In the charge transport layer and the optional protective overcoat layer, hole transport molecules may be dispersed in a polymer binder. The hole transport molecules provide hole or electron transport properties, while the electrically inactive polymer binder provides mechanical properties.
Imaging members are generally exposed to repetitive electrophotographic cycling, which subjects the exposed charge transport layer or protective overcoat layer thereof to mechanical abrasion, chemical attack and heat. This repetitive cycling leads to gradual deterioration in the mechanical and electrical characteristics of the exposed charge transport layer.

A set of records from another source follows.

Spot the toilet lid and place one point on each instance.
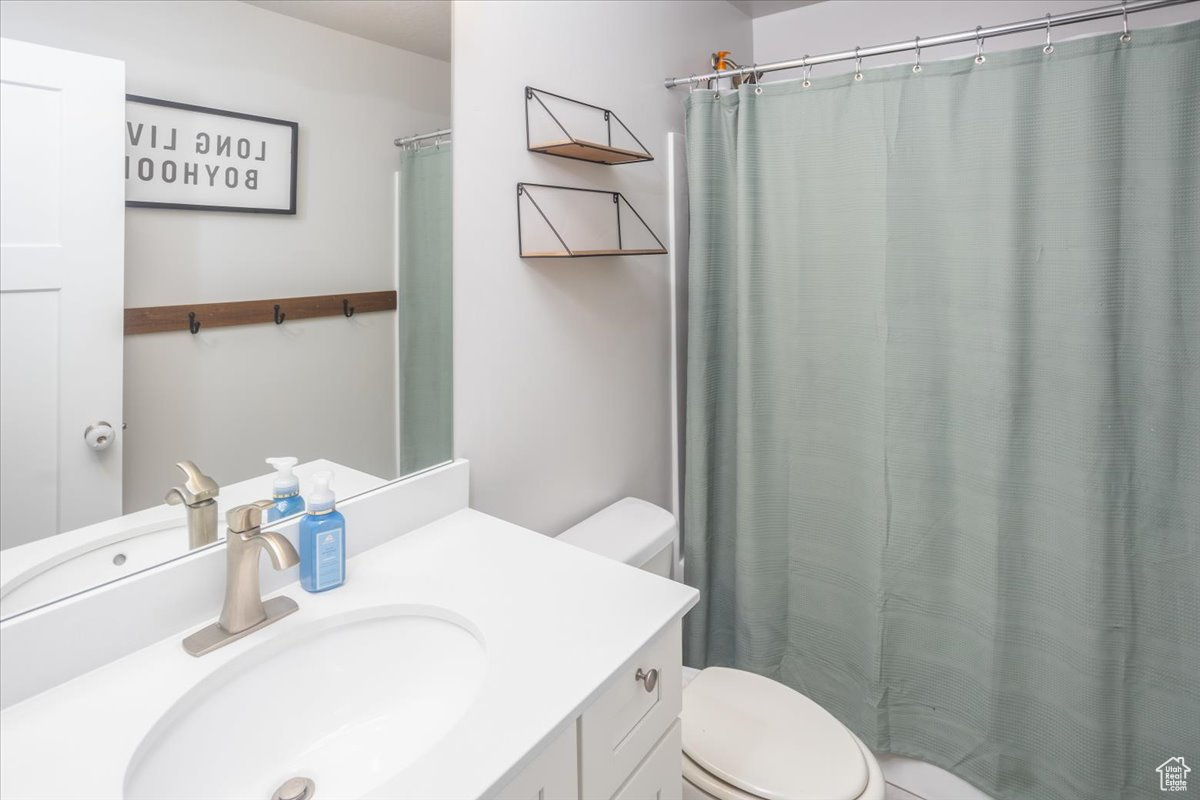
(766, 739)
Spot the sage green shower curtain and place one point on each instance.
(943, 407)
(424, 308)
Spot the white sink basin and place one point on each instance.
(347, 702)
(94, 563)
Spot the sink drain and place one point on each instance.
(297, 788)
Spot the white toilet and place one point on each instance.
(744, 737)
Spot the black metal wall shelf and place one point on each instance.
(580, 149)
(618, 200)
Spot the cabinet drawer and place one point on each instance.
(624, 723)
(553, 774)
(660, 776)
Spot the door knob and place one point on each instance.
(99, 435)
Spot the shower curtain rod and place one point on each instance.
(421, 137)
(1043, 23)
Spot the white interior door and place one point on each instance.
(61, 288)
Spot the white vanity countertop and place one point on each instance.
(556, 621)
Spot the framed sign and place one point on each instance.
(180, 156)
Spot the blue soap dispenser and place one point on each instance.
(286, 489)
(322, 539)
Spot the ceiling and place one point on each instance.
(424, 25)
(415, 25)
(756, 8)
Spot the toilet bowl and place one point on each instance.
(744, 737)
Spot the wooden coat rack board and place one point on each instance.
(195, 318)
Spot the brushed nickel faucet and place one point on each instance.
(198, 493)
(244, 611)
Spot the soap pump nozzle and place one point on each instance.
(322, 498)
(286, 482)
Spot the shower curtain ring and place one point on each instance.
(1126, 37)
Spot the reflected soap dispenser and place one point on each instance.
(286, 489)
(322, 539)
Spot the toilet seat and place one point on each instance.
(750, 738)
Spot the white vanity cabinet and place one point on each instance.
(625, 744)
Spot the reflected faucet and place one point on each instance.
(198, 493)
(244, 609)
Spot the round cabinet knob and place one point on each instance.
(99, 435)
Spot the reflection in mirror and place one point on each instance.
(233, 265)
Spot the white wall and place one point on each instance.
(562, 366)
(227, 398)
(843, 25)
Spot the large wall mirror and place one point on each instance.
(227, 240)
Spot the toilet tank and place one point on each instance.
(634, 531)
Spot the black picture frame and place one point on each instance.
(221, 112)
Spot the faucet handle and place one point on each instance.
(243, 519)
(197, 487)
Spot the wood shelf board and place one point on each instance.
(586, 253)
(156, 319)
(583, 150)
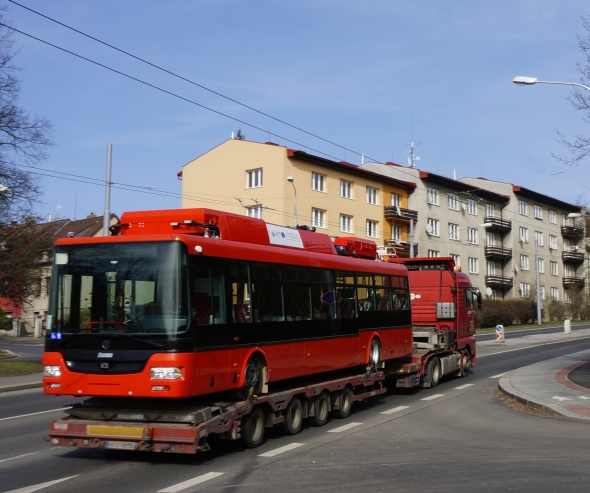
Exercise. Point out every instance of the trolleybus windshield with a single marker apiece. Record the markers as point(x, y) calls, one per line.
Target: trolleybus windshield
point(119, 288)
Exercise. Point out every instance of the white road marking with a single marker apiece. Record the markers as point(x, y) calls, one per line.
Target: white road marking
point(191, 482)
point(430, 397)
point(37, 487)
point(395, 410)
point(461, 387)
point(280, 450)
point(344, 428)
point(40, 412)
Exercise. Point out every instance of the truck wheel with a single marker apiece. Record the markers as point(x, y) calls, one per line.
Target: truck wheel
point(434, 371)
point(321, 410)
point(253, 428)
point(293, 417)
point(344, 404)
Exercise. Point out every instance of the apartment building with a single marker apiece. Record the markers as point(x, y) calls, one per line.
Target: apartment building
point(291, 187)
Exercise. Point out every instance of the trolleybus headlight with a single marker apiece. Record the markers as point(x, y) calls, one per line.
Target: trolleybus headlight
point(166, 373)
point(52, 371)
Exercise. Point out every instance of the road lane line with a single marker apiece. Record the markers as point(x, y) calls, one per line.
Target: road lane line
point(33, 414)
point(395, 410)
point(344, 428)
point(430, 397)
point(280, 450)
point(40, 486)
point(191, 482)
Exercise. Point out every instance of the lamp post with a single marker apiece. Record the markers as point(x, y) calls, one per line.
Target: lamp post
point(291, 180)
point(529, 81)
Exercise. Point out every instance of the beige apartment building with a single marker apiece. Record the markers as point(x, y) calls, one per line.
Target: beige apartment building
point(291, 187)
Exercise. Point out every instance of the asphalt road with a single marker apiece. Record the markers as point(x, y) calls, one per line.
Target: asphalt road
point(461, 438)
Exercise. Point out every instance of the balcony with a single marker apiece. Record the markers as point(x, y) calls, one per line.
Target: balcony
point(573, 232)
point(497, 224)
point(572, 257)
point(403, 249)
point(499, 282)
point(391, 212)
point(498, 253)
point(573, 282)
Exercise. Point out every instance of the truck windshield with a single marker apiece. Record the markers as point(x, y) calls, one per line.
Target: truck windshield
point(119, 288)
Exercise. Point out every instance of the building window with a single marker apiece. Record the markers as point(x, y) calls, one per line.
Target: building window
point(345, 223)
point(525, 289)
point(318, 218)
point(255, 178)
point(254, 211)
point(433, 227)
point(453, 202)
point(372, 195)
point(372, 228)
point(432, 196)
point(345, 189)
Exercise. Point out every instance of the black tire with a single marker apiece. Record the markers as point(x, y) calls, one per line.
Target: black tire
point(321, 410)
point(434, 372)
point(375, 353)
point(253, 428)
point(344, 404)
point(293, 417)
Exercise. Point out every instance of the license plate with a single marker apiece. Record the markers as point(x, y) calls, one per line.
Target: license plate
point(118, 445)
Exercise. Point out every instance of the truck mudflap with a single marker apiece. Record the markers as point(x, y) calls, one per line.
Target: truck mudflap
point(112, 425)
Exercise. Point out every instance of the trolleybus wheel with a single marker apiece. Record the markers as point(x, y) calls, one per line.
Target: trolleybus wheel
point(434, 372)
point(293, 417)
point(344, 404)
point(253, 428)
point(321, 410)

In light of this deterioration, one type of protective overcoat layer has been used to provide increased crack, abrasion and scratch resistance of the photoreceptor when the photoreceptor is in a belt configuration. The layer is generally made up of three main components: a polyol binder, a melamine-formaldehyde curing agent and a hole transport material such as N,N′-diphenyl-N,N′-bis(3-hydroxyphenyl)-[1,1′:4′1″-terphenyl]-4,4″-diamine.
The production of a number of N,N′-diaryl-N,N′-di(hydroxyaryl)-aryl-diamine compounds, such as N,N′-diphenyl-N,N′-bis(3-hydroxyphenyl)-[1,1′:4′1″-terphenyl]-4,4″-diamine that is useful as the hole transport material in electrophotographic photoreceptors, often involves synthesis of intermediate materials which are generally costly and/or time-consuming to produce, and some of which involve a multi-step process.

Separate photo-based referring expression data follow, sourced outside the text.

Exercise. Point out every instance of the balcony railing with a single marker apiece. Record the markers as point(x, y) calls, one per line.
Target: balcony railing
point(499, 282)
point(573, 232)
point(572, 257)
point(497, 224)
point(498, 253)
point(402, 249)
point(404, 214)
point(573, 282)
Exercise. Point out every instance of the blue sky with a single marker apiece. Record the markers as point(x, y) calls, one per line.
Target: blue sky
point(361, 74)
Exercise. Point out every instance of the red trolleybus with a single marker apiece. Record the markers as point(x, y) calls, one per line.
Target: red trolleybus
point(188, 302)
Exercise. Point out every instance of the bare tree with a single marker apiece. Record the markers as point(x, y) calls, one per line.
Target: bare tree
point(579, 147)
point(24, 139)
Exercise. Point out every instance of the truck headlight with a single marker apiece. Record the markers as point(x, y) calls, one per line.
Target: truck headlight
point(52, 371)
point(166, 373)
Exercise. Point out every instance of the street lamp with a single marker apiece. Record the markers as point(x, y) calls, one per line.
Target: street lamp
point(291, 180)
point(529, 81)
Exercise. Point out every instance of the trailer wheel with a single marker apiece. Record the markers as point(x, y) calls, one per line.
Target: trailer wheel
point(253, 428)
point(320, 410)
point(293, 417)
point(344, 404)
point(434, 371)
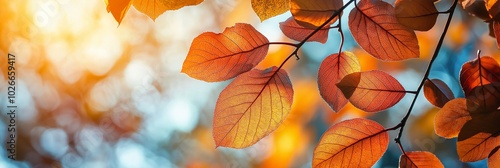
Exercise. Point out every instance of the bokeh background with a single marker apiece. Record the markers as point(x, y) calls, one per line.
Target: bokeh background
point(92, 93)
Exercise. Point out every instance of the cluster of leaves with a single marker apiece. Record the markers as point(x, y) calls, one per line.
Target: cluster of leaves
point(257, 101)
point(473, 119)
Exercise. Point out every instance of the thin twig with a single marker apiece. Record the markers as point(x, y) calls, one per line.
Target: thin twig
point(402, 124)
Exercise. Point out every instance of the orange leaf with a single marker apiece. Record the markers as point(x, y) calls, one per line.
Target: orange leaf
point(476, 8)
point(311, 14)
point(479, 137)
point(154, 8)
point(253, 105)
point(371, 91)
point(478, 72)
point(419, 159)
point(118, 8)
point(332, 70)
point(377, 30)
point(218, 57)
point(437, 92)
point(352, 143)
point(496, 31)
point(451, 118)
point(293, 30)
point(493, 7)
point(416, 14)
point(266, 9)
point(484, 99)
point(494, 158)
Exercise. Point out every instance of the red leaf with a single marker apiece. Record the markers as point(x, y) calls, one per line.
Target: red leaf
point(478, 72)
point(253, 105)
point(451, 118)
point(218, 57)
point(371, 91)
point(332, 70)
point(437, 92)
point(312, 14)
point(479, 137)
point(419, 159)
point(377, 30)
point(118, 8)
point(496, 31)
point(298, 33)
point(352, 143)
point(484, 99)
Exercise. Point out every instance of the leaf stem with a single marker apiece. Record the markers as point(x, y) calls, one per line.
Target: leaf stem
point(341, 35)
point(402, 124)
point(411, 92)
point(283, 43)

Certain N,N′-diaryl-N,N′-di(hydroxyaryl)-aryl-diamine compounds may be produced by reaction of a diarylamine with an aryliodide under traditional Ullmann conditions (copper catalyst, high temperature, long reaction time) or the so-called ligand-accelerated Ullmann reaction that uses lower reaction temperatures but is still limited to the use of aryliodides. Aryliodides tend to be very expensive reagents. Furthermore, both of these reactions usually require lengthy and costly purification processes. These drawbacks, while nominal in a laboratory scale, pose significant challenges in scaling up a reaction to commercial level.
Accordingly, improved processes providing safe, cost-effective, and efficient methods for N,N′-((hydroxyl)m-diaryl)-N,N′-((hydroxyl)n-diaryl)-aryl-diamine production are desired.